Bug 4 - build: Fixes to build with musl
Summary: build: Fixes to build with musl
Status: RESOLVED FIXED
Alias: None
Product: passt
Classification: Unclassified
Component: build (show other bugs)
Version: unspecified
Hardware: All Linux
: Normal enhancement
Assignee: nobody
URL:
Depends on:
Blocks:
 
Reported: 2021-10-23 09:58 UTC by Stefano Brivio
Modified: 2023-03-14 09:51 UTC (History)
1 user (show)

See Also:


Attachments
Patch to make it compile on musl (2.06 KB, patch)
2023-03-02 11:51 UTC, KuhnChris
Details | Diff
Patch to avoid truncation of rtnetlink message in nl_link() (1.74 KB, patch)
2023-03-03 08:22 UTC, Stefano Brivio
Details | Diff
Capture issue DNS (5.24 KB, application/vnd.tcpdump.pcap)
2023-03-03 13:15 UTC, KuhnChris
Details
Patch to also accept IP packets with bitswapped Ethertype (290 bytes, patch)
2023-03-03 16:03 UTC, Stefano Brivio
Details | Diff

Description Stefano Brivio 2021-10-23 09:58:57 UTC
I didn't even try yet, but I expect some adjustments are needed.
Comment 1 KuhnChris 2023-03-02 11:51:53 UTC
Created attachment 2 [details]
Patch to make it compile on musl

Tested it out on latest alpine on ARM64.
Basically, GCC complained about "stderr" being a protected keyword, so I renamed it to "_stderr" (weird, I know), and some byteness swap thing for the htons/htonl_constant. Also a couple of missing "implied" header files.

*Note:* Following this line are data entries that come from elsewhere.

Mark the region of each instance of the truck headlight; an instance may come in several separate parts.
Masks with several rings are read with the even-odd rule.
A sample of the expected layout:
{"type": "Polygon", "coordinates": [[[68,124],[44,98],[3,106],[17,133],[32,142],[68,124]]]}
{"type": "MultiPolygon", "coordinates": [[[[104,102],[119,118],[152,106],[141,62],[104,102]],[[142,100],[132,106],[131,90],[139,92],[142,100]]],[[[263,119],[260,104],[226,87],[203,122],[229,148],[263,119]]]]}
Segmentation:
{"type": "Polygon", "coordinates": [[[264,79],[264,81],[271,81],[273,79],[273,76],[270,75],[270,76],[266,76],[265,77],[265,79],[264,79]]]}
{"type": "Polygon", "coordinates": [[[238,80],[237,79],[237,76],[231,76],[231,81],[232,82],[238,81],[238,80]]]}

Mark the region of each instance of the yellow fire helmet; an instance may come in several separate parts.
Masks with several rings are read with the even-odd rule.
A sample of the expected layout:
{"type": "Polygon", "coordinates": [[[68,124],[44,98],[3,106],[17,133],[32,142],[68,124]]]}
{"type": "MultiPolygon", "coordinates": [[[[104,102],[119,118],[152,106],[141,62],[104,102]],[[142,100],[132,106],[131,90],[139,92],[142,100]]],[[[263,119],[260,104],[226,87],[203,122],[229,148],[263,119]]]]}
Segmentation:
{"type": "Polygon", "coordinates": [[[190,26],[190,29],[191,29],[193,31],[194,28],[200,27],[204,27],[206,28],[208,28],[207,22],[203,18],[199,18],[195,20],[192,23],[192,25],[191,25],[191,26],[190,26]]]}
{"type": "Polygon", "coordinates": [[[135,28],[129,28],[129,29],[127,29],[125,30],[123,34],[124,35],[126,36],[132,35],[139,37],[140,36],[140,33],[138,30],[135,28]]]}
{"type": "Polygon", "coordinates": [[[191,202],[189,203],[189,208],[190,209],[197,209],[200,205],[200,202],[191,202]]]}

This just makes it `compile`. The real test is still ongoing and I will add more data here as soon as I get it to work with podman.
Comment 2 Stefano Brivio 2023-03-02 12:54:44 UTC
(In reply to KuhnChris from comment #1)
> Patch to make it compile on musl
Nice, thanks!

> Tested it out on latest alpine on ARM64.
> Basically, GCC complained about "stderr" being a protected keyword, so I
> renamed it to "_stderr" (weird, I know)
Uh oh, I guess that's a side effect of "#define stderr (stderr)" in musl's stdio.h.

For simplicity (or at least as a temporary workaround, in case the fix is straightforwrad) I'd suggest renaming that to force_stderr.

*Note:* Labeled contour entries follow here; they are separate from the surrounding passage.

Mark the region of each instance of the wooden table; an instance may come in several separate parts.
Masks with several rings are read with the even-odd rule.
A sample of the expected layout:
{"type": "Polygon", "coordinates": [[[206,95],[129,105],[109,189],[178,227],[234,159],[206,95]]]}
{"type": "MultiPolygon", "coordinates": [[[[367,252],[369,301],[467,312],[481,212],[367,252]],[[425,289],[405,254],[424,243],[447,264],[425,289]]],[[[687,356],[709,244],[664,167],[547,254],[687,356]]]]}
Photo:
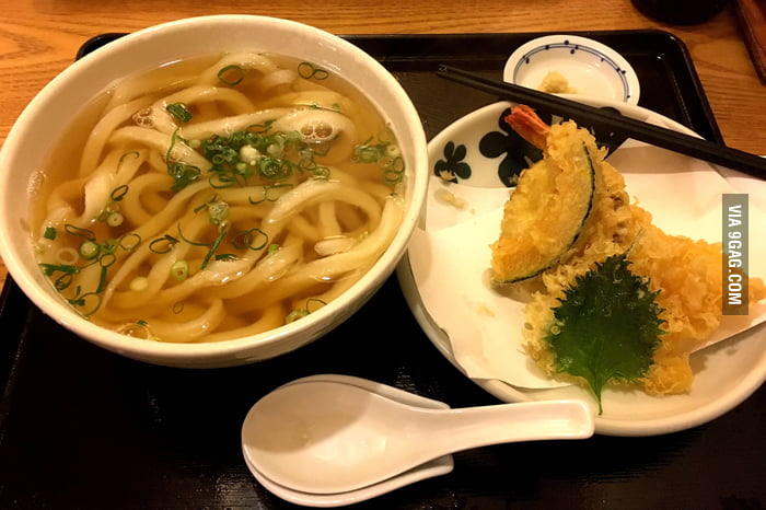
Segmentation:
{"type": "MultiPolygon", "coordinates": [[[[0,19],[0,142],[34,94],[70,65],[78,48],[92,36],[106,32],[132,32],[179,18],[214,13],[288,18],[337,34],[665,30],[687,45],[726,141],[741,150],[766,154],[766,129],[763,128],[766,124],[766,86],[756,76],[733,5],[701,25],[669,26],[645,18],[629,0],[416,0],[388,3],[326,0],[311,4],[305,0],[7,0],[0,19]]],[[[0,172],[12,169],[0,169],[0,172]]],[[[4,277],[5,269],[0,262],[0,285],[4,277]]],[[[398,292],[398,289],[388,286],[383,291],[391,294],[398,292]]],[[[401,298],[398,294],[395,297],[401,298]]],[[[263,502],[264,506],[256,508],[292,508],[269,499],[265,491],[255,496],[251,494],[254,484],[249,473],[241,465],[239,444],[232,443],[220,452],[213,447],[206,447],[204,442],[200,447],[199,440],[202,436],[235,439],[237,430],[230,428],[230,425],[246,408],[244,401],[231,398],[231,389],[252,389],[254,384],[260,384],[264,387],[258,391],[265,392],[267,385],[290,374],[295,363],[305,367],[306,371],[321,367],[322,370],[329,368],[328,371],[337,373],[353,373],[358,367],[353,361],[347,366],[344,359],[374,358],[385,368],[360,375],[399,386],[425,387],[434,393],[429,396],[444,401],[449,398],[455,407],[496,403],[438,357],[425,339],[407,344],[410,338],[394,338],[398,331],[394,331],[393,323],[408,322],[409,327],[416,327],[401,299],[398,302],[401,309],[388,311],[397,320],[381,325],[380,332],[391,338],[393,348],[391,344],[378,346],[378,351],[373,350],[371,355],[370,349],[375,347],[357,341],[359,336],[344,337],[343,341],[316,343],[256,368],[210,374],[131,363],[84,341],[72,341],[63,334],[48,335],[48,343],[42,344],[42,347],[36,344],[36,347],[22,352],[26,371],[22,373],[25,378],[20,378],[22,382],[16,387],[18,393],[14,393],[18,396],[14,410],[21,412],[22,417],[33,419],[13,421],[19,425],[10,430],[7,439],[31,436],[34,441],[21,444],[11,440],[0,441],[3,451],[10,452],[10,457],[21,463],[21,475],[18,476],[0,470],[0,497],[5,496],[8,501],[10,485],[7,479],[12,478],[16,484],[14,494],[22,494],[27,502],[39,497],[37,501],[40,506],[59,497],[61,501],[97,500],[101,505],[93,508],[128,506],[130,501],[115,498],[135,489],[132,501],[140,501],[144,494],[162,495],[167,499],[154,501],[163,508],[202,507],[201,501],[218,501],[220,507],[254,508],[254,503],[263,502]],[[397,350],[396,341],[407,345],[405,348],[399,346],[397,350]],[[403,351],[407,356],[402,357],[403,351]],[[65,357],[77,360],[79,364],[61,362],[65,357]],[[325,364],[317,363],[317,360],[325,364]],[[86,367],[86,378],[78,378],[77,367],[86,367]],[[254,372],[257,372],[257,378],[254,372]],[[88,398],[80,397],[84,392],[88,398]],[[94,402],[98,405],[94,406],[94,402]],[[204,405],[200,407],[200,404],[204,405]],[[198,415],[188,410],[195,406],[202,409],[198,415]],[[170,422],[165,414],[169,407],[170,422]],[[63,419],[56,424],[46,422],[42,418],[49,418],[43,417],[48,409],[53,409],[50,416],[54,418],[63,419]],[[78,418],[68,418],[70,416],[78,418]],[[173,418],[177,418],[177,421],[173,421],[173,418]],[[123,430],[129,433],[119,436],[117,429],[101,428],[103,422],[123,424],[123,430]],[[76,425],[84,429],[77,430],[80,436],[74,434],[76,425]],[[20,428],[28,429],[30,433],[20,431],[20,428]],[[61,432],[62,439],[63,434],[70,439],[70,432],[71,437],[86,439],[82,444],[57,441],[58,436],[49,433],[54,429],[61,432]],[[118,439],[112,437],[115,430],[118,439]],[[136,433],[137,430],[139,433],[136,433]],[[38,437],[42,437],[39,442],[38,437]],[[188,452],[190,443],[201,450],[199,456],[188,452]],[[84,454],[88,448],[98,450],[102,445],[115,444],[119,447],[116,451],[107,449],[103,454],[84,454]],[[152,470],[144,472],[147,466],[140,463],[140,452],[151,448],[158,449],[159,459],[151,465],[152,470]],[[93,463],[93,457],[103,460],[103,463],[93,463]],[[232,461],[234,457],[235,462],[232,461]],[[61,464],[50,462],[54,459],[61,459],[61,464]],[[112,479],[114,466],[111,464],[115,461],[123,463],[120,467],[125,473],[130,472],[130,478],[112,479]],[[227,472],[230,464],[240,471],[227,472]],[[61,470],[61,466],[66,468],[61,470]],[[65,472],[59,473],[60,470],[65,472]],[[200,478],[199,472],[224,474],[200,478]],[[28,480],[25,477],[27,474],[31,474],[28,480]],[[83,478],[78,487],[88,487],[91,495],[90,498],[79,499],[72,494],[79,490],[78,487],[67,486],[67,480],[83,478]],[[173,490],[169,491],[165,486],[170,483],[173,490]],[[109,494],[115,485],[124,485],[125,492],[109,494]],[[200,489],[200,486],[204,488],[200,489]],[[242,495],[251,499],[237,500],[242,495]]],[[[14,310],[9,309],[8,315],[23,315],[14,310]]],[[[28,323],[36,328],[37,338],[42,336],[39,332],[53,326],[45,317],[35,315],[35,318],[28,323]]],[[[358,315],[357,326],[353,327],[361,329],[358,324],[372,321],[374,317],[358,315]]],[[[12,344],[5,341],[9,340],[8,336],[7,329],[0,329],[2,352],[8,350],[7,345],[12,344]]],[[[0,367],[0,371],[2,369],[0,367]]],[[[759,421],[759,418],[763,417],[764,395],[762,389],[744,403],[744,407],[729,413],[712,427],[659,438],[620,440],[596,437],[582,442],[581,447],[569,444],[566,451],[577,455],[558,455],[561,447],[553,443],[479,451],[460,457],[461,476],[448,480],[444,494],[433,500],[436,502],[419,499],[431,494],[422,490],[422,486],[414,486],[411,490],[405,489],[381,501],[392,503],[387,508],[408,509],[508,508],[499,502],[497,494],[500,491],[508,495],[508,501],[522,505],[521,508],[542,508],[534,506],[541,495],[546,497],[545,501],[556,501],[562,508],[688,508],[688,501],[683,498],[699,494],[699,501],[717,502],[713,508],[761,508],[766,501],[762,490],[766,452],[763,442],[750,441],[748,438],[763,437],[763,420],[759,421]],[[739,420],[742,417],[747,419],[739,420]],[[742,441],[738,441],[738,438],[742,441]],[[730,448],[731,444],[736,448],[730,448]],[[727,449],[730,451],[724,451],[727,449]],[[723,461],[718,462],[719,459],[723,461]],[[731,462],[732,459],[736,463],[731,462]],[[518,460],[526,463],[518,463],[518,460]],[[496,466],[500,468],[492,471],[496,466]],[[507,477],[509,473],[513,475],[512,479],[507,477]],[[668,487],[669,479],[677,484],[672,489],[668,487]],[[736,480],[742,483],[736,484],[736,480]],[[473,491],[469,500],[463,499],[465,490],[473,491]],[[565,495],[573,491],[579,499],[566,499],[565,495]],[[394,506],[395,502],[399,505],[394,506]]],[[[9,415],[3,402],[0,424],[3,419],[9,422],[9,415]]],[[[0,462],[0,467],[5,465],[16,467],[20,464],[14,466],[12,462],[0,462]]],[[[440,485],[426,487],[432,489],[440,485]]],[[[16,508],[21,508],[19,505],[16,508]]],[[[371,501],[370,506],[360,508],[384,508],[375,505],[375,501],[371,501]]],[[[208,508],[219,506],[211,503],[208,508]]]]}
{"type": "MultiPolygon", "coordinates": [[[[336,34],[666,30],[688,46],[726,142],[766,153],[766,86],[755,72],[734,5],[700,25],[670,26],[643,16],[628,0],[327,0],[312,9],[304,0],[9,1],[0,20],[0,142],[30,100],[72,62],[88,38],[220,13],[288,18],[336,34]]],[[[5,274],[0,260],[0,282],[5,274]]]]}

> and some byteness swap thing for the htons/htonl_constant.
As I was suggesting at https://github.com/void-linux/void-packages/pull/42517/commits/1a3a6a21de2ee118f98cf9730f806cd7b94a86dc#r1122778040 (I'm not sure if you're also the author of that commit!), we should eventually provide a open-coded version for C libraries that don't provide those __bswap_constant_* macros.

> Also a couple of missing "implied" header files.
> 
> This just makes it `compile`. The real test is still ongoing and I will add
> more data here as soon as I get it to work with podman.
Great, I was afraid it would be a bit harder than this.

If it's convenient for you, you can also submit patches to passt-dev@passt.top (see https://passt.top/passt/about/#contribute) -- from a git commit you just need to:

    git format-patch -1
    git send-email --to=passt-dev@passt.top PATCH

(see also https://git-scm.com/docs/git-send-email#_examples). But if it's too much of a burden I'm also happy to take patches from here.
Comment 3 KuhnChris 2023-03-02 13:50:35 UTC
I'll rename the parameter from _stderr to force_stderr, sure. 
Also, no, I did have a voidlinux install a while back, but I'm not connected to that, and yes, I agree, the bswap_constant cause a couple of packages to not be portable to musl or other non glibc platforms.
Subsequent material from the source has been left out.